In the edition of Path TV, Avinash Conda and Michael Stearne discuss XML sitemaps: What are they, what are they for and who cares!?
An XML sitemap is a necessary aspect to your website as it provides search engines a more efficient way to crawling your site. Essentially, a site map is a plain text file that sits on your server and provides search engines a list of all the pages that sit on your website. Rather than having a search engine crawl your site and eventually find those landing pages, a sitemap is a more efficient way to direct a search engine to your site. How can an XML sitemap improve your indexation? Google uses the data in your sitemaps to learn about your site’s structure and may use them as a factor in determining the canonical version of your URL.

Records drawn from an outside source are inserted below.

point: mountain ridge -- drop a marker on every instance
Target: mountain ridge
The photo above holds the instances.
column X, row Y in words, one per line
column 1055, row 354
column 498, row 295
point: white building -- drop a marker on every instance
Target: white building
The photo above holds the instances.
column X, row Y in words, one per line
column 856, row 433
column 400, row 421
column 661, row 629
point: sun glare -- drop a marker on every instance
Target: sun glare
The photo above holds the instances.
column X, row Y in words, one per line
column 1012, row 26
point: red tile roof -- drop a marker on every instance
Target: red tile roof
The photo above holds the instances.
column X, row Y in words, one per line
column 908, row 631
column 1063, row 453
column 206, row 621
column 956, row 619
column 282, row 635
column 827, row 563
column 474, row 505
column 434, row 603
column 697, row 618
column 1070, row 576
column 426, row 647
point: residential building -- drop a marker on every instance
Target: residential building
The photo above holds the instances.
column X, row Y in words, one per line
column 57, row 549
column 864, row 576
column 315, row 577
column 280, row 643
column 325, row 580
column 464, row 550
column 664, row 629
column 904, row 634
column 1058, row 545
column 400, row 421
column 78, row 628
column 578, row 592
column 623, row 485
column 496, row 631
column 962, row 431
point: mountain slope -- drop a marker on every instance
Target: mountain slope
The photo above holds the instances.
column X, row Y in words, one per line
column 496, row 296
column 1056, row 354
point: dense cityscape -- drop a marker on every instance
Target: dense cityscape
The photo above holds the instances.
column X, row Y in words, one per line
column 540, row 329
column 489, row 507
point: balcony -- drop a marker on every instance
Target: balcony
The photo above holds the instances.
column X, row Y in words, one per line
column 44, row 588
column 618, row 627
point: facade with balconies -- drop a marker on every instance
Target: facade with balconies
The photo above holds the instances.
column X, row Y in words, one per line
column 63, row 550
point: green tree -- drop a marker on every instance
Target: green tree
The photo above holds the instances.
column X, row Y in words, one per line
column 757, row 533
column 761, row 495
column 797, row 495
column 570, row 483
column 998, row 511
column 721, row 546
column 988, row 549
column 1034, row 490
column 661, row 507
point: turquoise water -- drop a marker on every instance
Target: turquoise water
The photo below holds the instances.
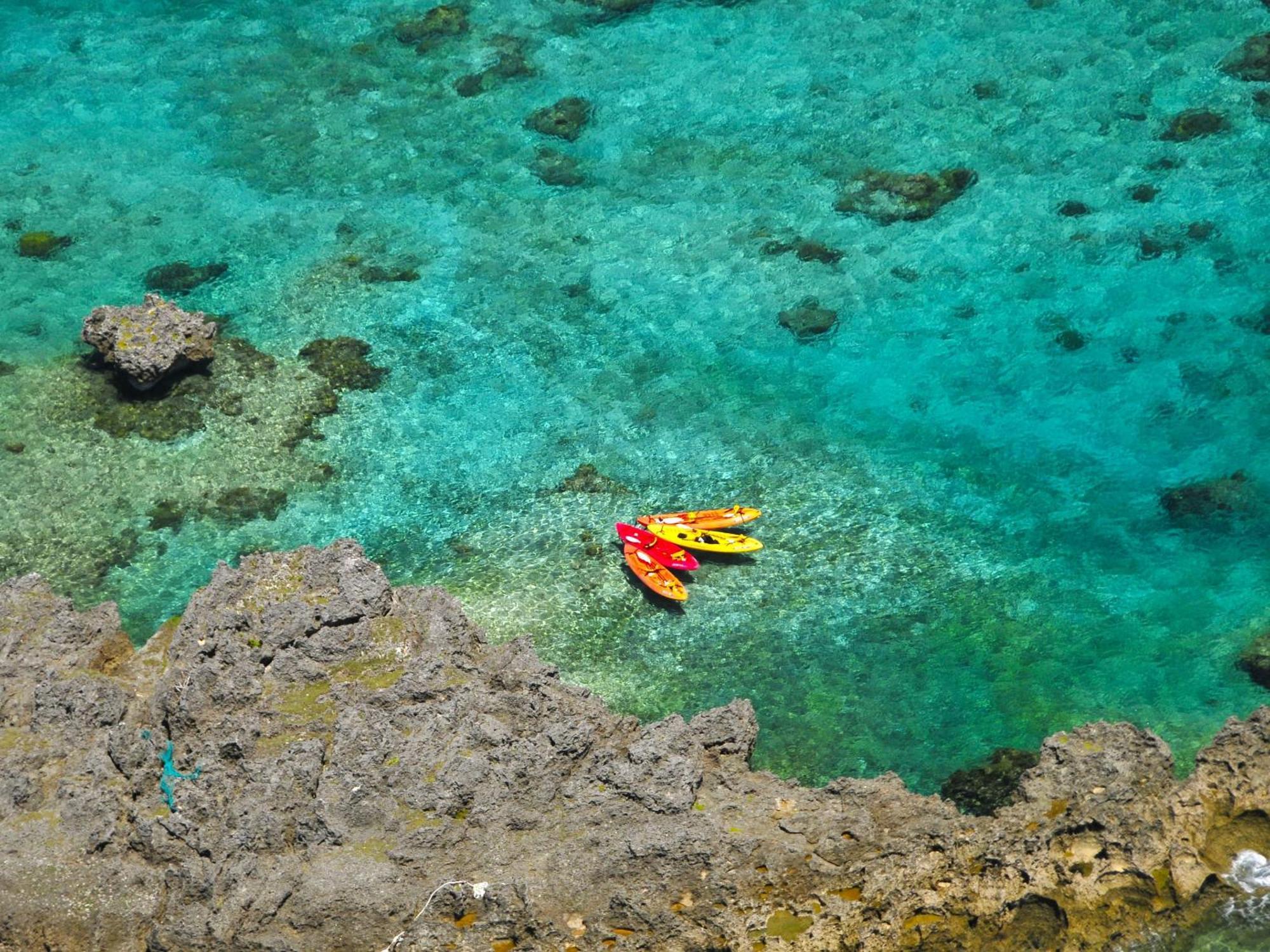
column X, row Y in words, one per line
column 965, row 543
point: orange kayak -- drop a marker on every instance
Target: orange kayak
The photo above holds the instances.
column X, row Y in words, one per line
column 655, row 574
column 704, row 519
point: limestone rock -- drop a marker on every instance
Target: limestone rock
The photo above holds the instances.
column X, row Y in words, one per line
column 150, row 342
column 307, row 755
column 888, row 197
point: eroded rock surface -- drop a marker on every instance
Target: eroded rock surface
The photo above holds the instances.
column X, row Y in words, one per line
column 150, row 342
column 335, row 751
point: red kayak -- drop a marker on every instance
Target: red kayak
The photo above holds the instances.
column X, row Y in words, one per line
column 665, row 553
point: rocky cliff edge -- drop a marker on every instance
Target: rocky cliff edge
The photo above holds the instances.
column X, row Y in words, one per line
column 307, row 756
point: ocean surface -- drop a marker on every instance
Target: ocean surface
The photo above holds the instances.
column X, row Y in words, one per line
column 962, row 483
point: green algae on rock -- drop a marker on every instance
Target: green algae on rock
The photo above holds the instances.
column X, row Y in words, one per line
column 430, row 30
column 1255, row 659
column 1194, row 124
column 808, row 319
column 566, row 119
column 43, row 244
column 102, row 466
column 1250, row 63
column 985, row 789
column 890, row 197
column 342, row 361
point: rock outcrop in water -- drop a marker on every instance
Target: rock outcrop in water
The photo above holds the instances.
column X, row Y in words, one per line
column 888, row 197
column 308, row 756
column 152, row 342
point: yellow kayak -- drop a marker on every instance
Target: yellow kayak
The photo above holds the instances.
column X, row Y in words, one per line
column 705, row 540
column 705, row 519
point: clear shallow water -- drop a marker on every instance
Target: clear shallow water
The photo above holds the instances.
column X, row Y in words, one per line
column 965, row 540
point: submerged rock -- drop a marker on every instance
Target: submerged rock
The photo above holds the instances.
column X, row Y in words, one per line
column 589, row 479
column 1252, row 62
column 985, row 789
column 1255, row 659
column 434, row 27
column 307, row 756
column 152, row 342
column 511, row 63
column 1194, row 124
column 556, row 168
column 805, row 249
column 246, row 503
column 342, row 361
column 566, row 119
column 888, row 197
column 182, row 277
column 1208, row 498
column 808, row 319
column 43, row 244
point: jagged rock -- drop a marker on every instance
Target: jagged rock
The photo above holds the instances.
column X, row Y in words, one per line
column 1225, row 494
column 566, row 119
column 888, row 197
column 305, row 756
column 430, row 30
column 589, row 479
column 1255, row 659
column 342, row 361
column 182, row 277
column 1252, row 62
column 808, row 319
column 1194, row 124
column 556, row 168
column 985, row 789
column 149, row 343
column 43, row 244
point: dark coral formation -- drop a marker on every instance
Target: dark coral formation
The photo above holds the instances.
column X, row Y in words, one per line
column 182, row 277
column 888, row 197
column 556, row 168
column 566, row 119
column 1255, row 659
column 1194, row 124
column 149, row 343
column 344, row 362
column 805, row 249
column 808, row 321
column 1252, row 62
column 43, row 244
column 307, row 756
column 589, row 479
column 511, row 62
column 985, row 789
column 1208, row 498
column 438, row 25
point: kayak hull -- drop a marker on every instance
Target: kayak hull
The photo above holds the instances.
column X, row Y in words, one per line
column 653, row 574
column 704, row 519
column 665, row 553
column 705, row 540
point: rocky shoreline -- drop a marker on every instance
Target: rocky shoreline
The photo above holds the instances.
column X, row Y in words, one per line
column 308, row 756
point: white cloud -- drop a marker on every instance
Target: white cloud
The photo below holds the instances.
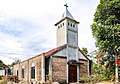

Without an XML sitemap, Google or other search engines will have to organically crawl your website and hopefully locate the pages on your site. Avinash also adds that the one limitation of the sitemap is you can only provide it with 50,000 URLS. Sites such as Amazon, or Zappos are forced to create a sitemap index, which is essentially a sitemap within a sitemap. This entails making sitemaps for all of the products and placing those sitemaps in the sitemap index. Eventually, your sitemap index will point to your sitemaps which will point to your website.
To learn more about SEO tips and best practices, follow the Path Interactive blog.
0:13 Michael Stearne – Hello and welcome another exciting edition of Path TV.
0:15 I am your co-host Michael Stearne and this is my co-host Avinash Conda.
And we wanted to talk today about XML sitemap. What are they? What are they for? Who cares?
0:35 Avinash Conda – Who care; the search engine care. Alright what are XML sitemap; they are nothing but an index to your website.
4:47 Who looks at them? The search engines do. If you have like hundred pages you want search engines to index all of those pages. You create a sitemap; tell the search engines that this is the index to my website. So that’s the definition of XML sitemap.
1:05 Michael Stearne – So if you go to sitemap.org or sitemaps.org either one of them, there is specification there that defines what should be in the sitemap.
1:19 Sitemap is simply a plain text file that’s in your server that gives Google or Bing or yahoo or whatever search engine a list of all the detail that exist in your website.
1:38 So if there is no explicit list like this, Google will have to organically sort of crawl around your website and hopefully find every single page that’s in your site.
1:50 Giving Google a XML sitemap directly helps in to exactly know what you want to be indexed quicker and more efficiently than if they were just crawling around the website.
2:05 Avinash Conda – Yeah and there is actually few limitations for sitemap that you can give-in only fifty thousand URls. There is a size limit. It’s 10 MB.
2:20 You can’t go over than 10MB per sitemaps. So what about this huge site with like millions of pages like Amazons and all?
2:28 They actually have something called sitemap index which is an index for the sitemaps. So you have first suppose product in ten different categories than you can have millions of product in each different category.
2:45 You make different sitemaps for all of the products. Segregate them with a good naming convention and put all of that in sitemap-index saying sitemap one is this, sitemap 2 is this and sitemap three is this.
3:00 So basically you can have a sitemap-index which then points to a sitemap which than points to your URLs. Because we have that 10MB limit each sitemap-index can index around 2.5 billion URLs which is really huge.
3:17 Michael Stearne – Oh, its 10 megabytes per sitemap in total?
3:24 Avinash Conda – No 10 megabyte per site map, so a sitemap-index is again a sitemap which again accommodates 10 megabyte. So basically 10 megabyte of fifty thousand URLs pointing to another fifty thousand….
3:39 Michael Stearne – Pointing to thousands of other sitemaps up to fifty thousand other sitemaps.
3:45 Avinash Conda – Yeah, fifty thousand and fifty thousand gives you 2.5 billion. So that’s the limit you can get.
3:53 Michael Stearne – So that’s the total addressable namespace for all sitemaps for a domain, for all URLs of a domain. So I guess the search engine will only index 2.5 billion pages.
4:06 Avinash Conda – No the search engine will index more.
4:11 Michael Stearne – Yeah we can only give them 2.5 billon.
4:12 Avinash Conda – per sitemap-index.
4:14 Michael Stearne – But you can have one level of sitemap-index. Correct?
4:19 Avinash Conda – Well we can have to more than that.
4:20 Michael Stearne – So if you have more than 2.5 billion pages on your site. You should be watching more advance videos.
4:41 But that is a start as to what is a sitemap for and why you can go through the trouble to really get Google and Bing more aware of pages on your site without having them to organically crawl and try to find their way around your site from a page.
5:00 That’s about it.
5:03 And Avinash with his brand new sign-off. Don’t you have a sign-off?
5:08 Avinash Conda – I don’t have. Thank you for watching whenever you are watching whether it is good morning, good evening or goodnight. Thank you.